World J Pediatr Congenit Heart Surg. 2015 Oct;6(4):521-5. doi: 10.1177/2150135115601832.
Anomalous origin of one pulmonary artery is a rare congenital heart disease in which one pulmonary artery branch originates from the ascending aorta.
To describe the experience of a cardiothoracic center in an African country to repair anomalous origin of one pulmonary artery in the context of Portugal-Angola collaboration.
Between March 2011 and March 2015, four consecutive patients with anomalous origin of pulmonary artery branch underwent surgical correction. The mean age was 1.6 months. The mean weight was 4 kg. All had right pulmonary artery branch originating from the ascending aorta. All patients underwent direct implantation of right pulmonary branch to main pulmonary artery. Two patents had patent ductus arteriosus and one had atrial septal defect. Two patients had pulmonary hypertension.
There was no registration of death. The mean cardiopulmonary bypass time was 75.5 ± 4.5 minutes, mean aortic cross-clamping time was 40 ± 5.6 minutes, and mean duration of the postoperative intensive care unit stay was 6.8 ± 5.7 days. At discharge, one patient had residual gradient of 25 mm Hg, the remainder had no significant gradient. The mean follow-up time was 11 months (5-28 months). One week after discharge, one patient presented operative wound dehiscence. At the last follow-up, all patients were alive, and no significant residual gradient or stenosis at site of anastomosis was observed. No reintervention was required.

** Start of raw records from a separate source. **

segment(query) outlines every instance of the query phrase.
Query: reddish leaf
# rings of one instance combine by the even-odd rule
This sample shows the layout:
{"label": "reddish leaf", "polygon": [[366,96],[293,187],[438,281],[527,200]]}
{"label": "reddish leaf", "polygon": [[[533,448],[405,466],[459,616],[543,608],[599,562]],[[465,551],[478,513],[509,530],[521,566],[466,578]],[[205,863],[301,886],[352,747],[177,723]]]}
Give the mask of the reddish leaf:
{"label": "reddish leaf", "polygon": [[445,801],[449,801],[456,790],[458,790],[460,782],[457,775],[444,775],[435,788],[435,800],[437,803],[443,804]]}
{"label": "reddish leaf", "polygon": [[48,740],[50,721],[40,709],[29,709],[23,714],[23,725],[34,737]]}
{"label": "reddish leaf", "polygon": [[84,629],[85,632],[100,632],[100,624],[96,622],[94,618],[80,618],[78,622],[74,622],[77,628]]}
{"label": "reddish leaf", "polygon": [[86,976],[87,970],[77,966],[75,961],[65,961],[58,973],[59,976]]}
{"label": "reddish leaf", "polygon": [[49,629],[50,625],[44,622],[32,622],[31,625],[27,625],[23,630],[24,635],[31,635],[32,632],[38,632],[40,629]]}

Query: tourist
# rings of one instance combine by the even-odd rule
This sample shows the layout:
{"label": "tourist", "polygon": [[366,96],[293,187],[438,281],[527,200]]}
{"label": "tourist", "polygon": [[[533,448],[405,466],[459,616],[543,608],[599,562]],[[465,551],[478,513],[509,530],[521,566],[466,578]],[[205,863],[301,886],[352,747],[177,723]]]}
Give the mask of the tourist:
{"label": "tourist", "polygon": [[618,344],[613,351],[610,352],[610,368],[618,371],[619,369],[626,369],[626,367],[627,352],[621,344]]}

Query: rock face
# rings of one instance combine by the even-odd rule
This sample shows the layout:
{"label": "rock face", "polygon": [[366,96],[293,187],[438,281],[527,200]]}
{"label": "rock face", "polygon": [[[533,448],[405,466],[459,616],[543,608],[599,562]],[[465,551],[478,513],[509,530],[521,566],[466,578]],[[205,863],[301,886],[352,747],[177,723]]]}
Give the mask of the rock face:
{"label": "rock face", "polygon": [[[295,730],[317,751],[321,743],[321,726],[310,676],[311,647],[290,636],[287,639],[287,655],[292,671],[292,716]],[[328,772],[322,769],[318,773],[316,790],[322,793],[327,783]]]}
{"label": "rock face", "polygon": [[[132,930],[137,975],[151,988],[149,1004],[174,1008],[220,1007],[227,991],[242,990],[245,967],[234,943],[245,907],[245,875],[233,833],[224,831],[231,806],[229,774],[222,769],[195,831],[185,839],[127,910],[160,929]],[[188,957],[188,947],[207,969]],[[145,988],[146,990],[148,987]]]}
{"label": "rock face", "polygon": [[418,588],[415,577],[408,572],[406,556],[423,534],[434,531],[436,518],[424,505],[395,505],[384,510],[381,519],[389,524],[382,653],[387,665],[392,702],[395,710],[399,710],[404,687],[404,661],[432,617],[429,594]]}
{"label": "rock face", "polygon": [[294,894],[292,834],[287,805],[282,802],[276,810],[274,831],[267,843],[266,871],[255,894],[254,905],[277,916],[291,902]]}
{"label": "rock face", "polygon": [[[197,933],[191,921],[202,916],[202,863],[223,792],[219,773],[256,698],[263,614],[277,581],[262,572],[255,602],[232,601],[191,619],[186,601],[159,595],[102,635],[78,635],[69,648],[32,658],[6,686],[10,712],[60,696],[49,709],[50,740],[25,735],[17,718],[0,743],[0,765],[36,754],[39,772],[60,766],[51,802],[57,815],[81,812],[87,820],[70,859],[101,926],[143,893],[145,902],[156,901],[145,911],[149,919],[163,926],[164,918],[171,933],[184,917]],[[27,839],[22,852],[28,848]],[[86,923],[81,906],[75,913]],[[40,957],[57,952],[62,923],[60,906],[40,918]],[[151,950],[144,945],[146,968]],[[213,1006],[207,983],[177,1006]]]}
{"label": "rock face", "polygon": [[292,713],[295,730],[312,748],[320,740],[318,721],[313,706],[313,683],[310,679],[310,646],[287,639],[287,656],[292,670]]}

Anomalous origin of one pulmonary artery is a rare but potentially treatable lesion if operated early in life. Direct implantation was a good technique with good short-term results.
一侧肺动脉起源异常是一种罕见的先天性心脏病,其中一侧肺动脉分支起源于升主动脉。
描述一个非洲国家心胸中心在葡萄牙 - 安哥拉合作背景下修复一侧肺动脉起源异常的经验。
2011年3月至2015年3月期间,对4例连续的肺动脉分支起源异常患者进行了手术矫正。平均年龄为1.6个月。平均体重为4千克。所有患者均为右肺动脉分支起源于升主动脉。所有患者均接受了右肺动脉分支直接植入主肺动脉手术。2例患者有动脉导管未闭,1例有房间隔缺损。2例患者有肺动脉高压。
无死亡记录。平均体外循环时间为75.5±4.5分钟,平均主动脉阻断时间为40±5.6分钟,术后重症监护病房平均住院时间为6.8±5.7天。出院时,1例患者残留压差为25毫米汞柱,其余患者无明显压差。平均随访时间为11个月(5 - 28个月)。出院1周后,1例患者出现手术伤口裂开。在最后一次随访时,所有患者均存活,吻合部位未观察到明显的残留压差或狭窄。无需再次干预。
一侧肺动脉起源异常是一种罕见但如果在生命早期进行手术则可能可治的病变。直接植入是一种具有良好短期效果的良好技术。